Mixed Blood’s latest production, The House of Spirits, is an engrossing tale of torture and human rights as well as a compelling family saga. The play is written by Caridad Svich and is based upon the novel by Isabel Allende, the niece of President Salvador Allende, a freely elected Maxist president who was killed during a military overthrow of his government in Chile in the 1970s.
The play starts with the reign of terror that followed the overthrow of President Allende and focuses on the life of Alba, one of the up to 130,000 persons who “disappeared” in the three-year aftermath of the military takeover. Alba is being tortured and repeatedly raped by her military guards, one of whom is the illegitimate son of her grandfather Esteban Trueba. To mentally escape this hell, Alba recounts the story of how her grandfather made his fortune and married her grandmother Clara. Esteban had been in love with Clara’s older sister Rosa, but Rosa died under mysterious circumstances before they could marry. Other characters include Ferula, Esteban’s much-put-upon sister who bonds with Clara but is banished by Esteban, Esteban’s and Clara’s daughter Blanco and Blanco’s lover the Pedro, a fiery political and romantic peasant.
|the house of spirits, presented through november 14 at mixed blood theatre. for information and tickets ($15-$28), see mixedblood.com|
The play has a soap-operatic quality, but it is thoroughly engaging. Intermixed in this family saga are snippets of an agenda for gender equality, economic rights, and human rights. Esteban Truebe starts out as a lovesick young man determined to make himself a wealthy man worthy of marrying Rosa. In the process, he takes on ruthless qualities. He repeatedly rapes the various peasant women who work for him on his estate and fathers a slew of illegitimate children in whom he takes no interest. Despite Esteban’s vicious nature, he is loved by Clara who stays with him until he brutally beats both her and their daughter Blanco. Fine ensemble acting resonates throughout the play with notable performances by Christina Acosta Robinson as Alba, Dario Tangelson as Esteban, and Nora Montanez as Ferula.

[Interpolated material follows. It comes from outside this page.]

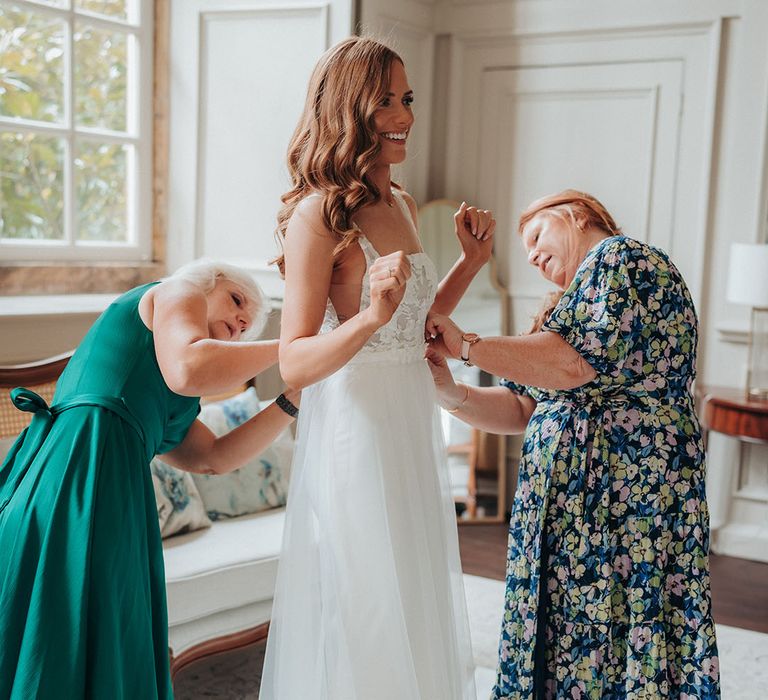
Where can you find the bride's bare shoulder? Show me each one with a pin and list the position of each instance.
(307, 222)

Isabelle Ortega provides a captivating performance as Clara, a gentle and clairvoyant soul. The puppetry used by Ricardo Vazquez in the portrayal of Clara’s dog Barrabas is also well done, especially in Barrabas’s death scene.
Director Marcela Lorca has crafted a wonderfully well-paced show which holds the audiences interest as the various scenes flow one into the other. I was so enthralled in the production that I was disappointed when the action stopped for an intermission. The only minor flaw in the production was a few scenes where actors were running in and out of the scenery—supposedly to show the terror, but it often just caused confusion as to what exactly was occurring.
Mixed Blood’s production is the first bilingual production of this play, and the shifting of the spoken language from Spanish to English and English to Spanish appeared effortless. By the last half of the production, I did not even need to look at the lighted English translations of the Spanish-speaking scenes to understand what was happening. (I did wonder, however, why when the spoken languages shifted from Spanish to English that the lighted translations did not shift from English to Spanish.) The House of Spirits is compelling piece of storytelling along with a rich bilingual experience which should not be missed.